We look across the entire US and find the events with the most fatalities, which we shall report in the Results section. Using dplyr, we group by event type and then aggregate the fatalities and injuries.
health <- group_by(df, EVTYPE)
health <- summarise(health, num_fatalities = sum(FATALITIES), num_injuries = sum(INJURIES))
health <- arrange(health, desc(num_fatalities), desc(num_injuries))
most_freq <- health[1:4, ]$EVTYPE
most_fatalities <- most_freq
health_us <- health
Then, taking only the four most damaging events (in terms of fatalities), we consider how these impact each state. Using dplyr, we group by both state and event type and then aggregate the fatalities and injuries. We filter by the four most frequent events.
health <- group_by(df, STATE, EVTYPE)
health <- summarise(health, num_fatalities = sum(FATALITIES), num_injuries = sum(INJURIES))
health <- health[health$EVTYPE %in% most_freq, ]
health <- arrange(health, EVTYPE)
Next, we look across the entire US and find the events with the most property damage, which we shall report in the Results section. Using dplyr, we group by event type and then aggregate the property and crop damage.

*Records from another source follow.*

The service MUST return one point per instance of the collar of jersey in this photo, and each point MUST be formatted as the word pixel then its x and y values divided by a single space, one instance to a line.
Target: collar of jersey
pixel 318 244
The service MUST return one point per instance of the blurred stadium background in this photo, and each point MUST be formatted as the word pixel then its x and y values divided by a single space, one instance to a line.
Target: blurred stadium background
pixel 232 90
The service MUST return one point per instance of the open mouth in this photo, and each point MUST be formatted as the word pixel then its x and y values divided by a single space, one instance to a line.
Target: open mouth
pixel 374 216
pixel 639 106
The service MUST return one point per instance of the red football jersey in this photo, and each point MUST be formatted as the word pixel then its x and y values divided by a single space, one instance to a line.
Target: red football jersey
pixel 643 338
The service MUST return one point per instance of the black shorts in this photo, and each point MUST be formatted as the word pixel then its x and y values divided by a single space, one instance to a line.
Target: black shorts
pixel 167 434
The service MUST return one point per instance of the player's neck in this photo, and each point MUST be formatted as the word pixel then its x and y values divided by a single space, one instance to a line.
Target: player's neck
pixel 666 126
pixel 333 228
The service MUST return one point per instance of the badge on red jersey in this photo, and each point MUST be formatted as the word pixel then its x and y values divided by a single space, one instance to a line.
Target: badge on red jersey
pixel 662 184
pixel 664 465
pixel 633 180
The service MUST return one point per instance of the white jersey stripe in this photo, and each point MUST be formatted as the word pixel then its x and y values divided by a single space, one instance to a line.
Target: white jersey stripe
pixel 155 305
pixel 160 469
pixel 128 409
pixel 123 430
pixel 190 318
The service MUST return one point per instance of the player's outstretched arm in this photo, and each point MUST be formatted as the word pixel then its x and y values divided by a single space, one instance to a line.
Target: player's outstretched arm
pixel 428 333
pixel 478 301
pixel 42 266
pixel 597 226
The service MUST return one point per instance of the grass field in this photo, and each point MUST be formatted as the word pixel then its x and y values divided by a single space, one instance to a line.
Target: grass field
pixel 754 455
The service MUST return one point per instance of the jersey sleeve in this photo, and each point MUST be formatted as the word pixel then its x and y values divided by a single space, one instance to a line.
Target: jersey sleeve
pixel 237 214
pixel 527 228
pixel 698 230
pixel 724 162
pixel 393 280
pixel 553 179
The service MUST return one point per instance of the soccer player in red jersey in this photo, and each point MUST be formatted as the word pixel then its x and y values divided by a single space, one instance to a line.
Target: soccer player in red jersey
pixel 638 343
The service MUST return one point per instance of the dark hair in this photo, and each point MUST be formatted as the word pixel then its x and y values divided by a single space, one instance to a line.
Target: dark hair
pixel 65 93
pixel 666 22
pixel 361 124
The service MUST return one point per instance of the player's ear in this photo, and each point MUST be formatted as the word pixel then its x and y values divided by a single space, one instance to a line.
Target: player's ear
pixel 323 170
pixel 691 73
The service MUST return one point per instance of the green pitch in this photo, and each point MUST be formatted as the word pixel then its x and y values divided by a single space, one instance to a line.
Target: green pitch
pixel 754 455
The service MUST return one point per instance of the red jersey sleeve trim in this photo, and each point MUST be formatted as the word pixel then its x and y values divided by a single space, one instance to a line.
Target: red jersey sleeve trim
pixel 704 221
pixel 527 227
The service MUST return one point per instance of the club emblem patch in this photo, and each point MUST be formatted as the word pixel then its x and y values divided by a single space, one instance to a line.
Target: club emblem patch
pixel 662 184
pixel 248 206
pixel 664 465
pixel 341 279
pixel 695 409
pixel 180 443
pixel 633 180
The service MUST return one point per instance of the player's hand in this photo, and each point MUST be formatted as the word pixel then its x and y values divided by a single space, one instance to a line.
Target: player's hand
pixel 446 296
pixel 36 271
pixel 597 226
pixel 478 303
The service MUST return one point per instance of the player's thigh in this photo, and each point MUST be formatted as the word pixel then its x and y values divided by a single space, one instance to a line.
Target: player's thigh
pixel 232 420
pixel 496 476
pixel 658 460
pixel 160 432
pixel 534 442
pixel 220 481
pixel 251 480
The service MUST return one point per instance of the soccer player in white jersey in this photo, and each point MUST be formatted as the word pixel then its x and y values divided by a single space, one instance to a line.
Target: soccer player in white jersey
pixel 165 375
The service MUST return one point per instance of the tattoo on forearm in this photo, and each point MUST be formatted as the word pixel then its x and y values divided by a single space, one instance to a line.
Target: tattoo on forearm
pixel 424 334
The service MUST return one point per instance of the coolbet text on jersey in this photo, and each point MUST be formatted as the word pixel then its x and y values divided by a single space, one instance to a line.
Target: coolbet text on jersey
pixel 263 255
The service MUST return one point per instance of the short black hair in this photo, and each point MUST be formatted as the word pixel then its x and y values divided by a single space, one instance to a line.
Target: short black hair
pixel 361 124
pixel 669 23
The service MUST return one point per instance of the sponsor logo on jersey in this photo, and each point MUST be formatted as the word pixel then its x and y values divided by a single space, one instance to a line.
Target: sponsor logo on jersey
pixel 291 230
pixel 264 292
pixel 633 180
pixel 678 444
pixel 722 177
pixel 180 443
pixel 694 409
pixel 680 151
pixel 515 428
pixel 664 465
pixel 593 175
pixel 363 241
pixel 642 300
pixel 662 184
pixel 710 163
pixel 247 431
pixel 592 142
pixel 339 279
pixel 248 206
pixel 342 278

damage <- group_by(df, EVTYPE)
damage <- summarise(damage, num_property_damage = sum(PROPDMG), num_crop_damage = sum(CROPDMG))
damage <- arrange(damage, desc(num_property_damage), desc(num_crop_damage))
most_freq <- damage[1:4, ]$EVTYPE
most_property_damage <- most_freq
damage_us <- damage
Then, taking only the four most damaging events (in terms of property damage), we consider how these impact each state. Using dplyr, we group by both state and event type and then aggregate the property and crop damage. We filter by the four most frequent events.
damage <- group_by(df, STATE, EVTYPE)
damage <- summarise(damage, num_property_damage = sum(PROPDMG), num_crop_damage = sum(CROPDMG))
damage <- damage[damage$EVTYPE %in% most_freq, ]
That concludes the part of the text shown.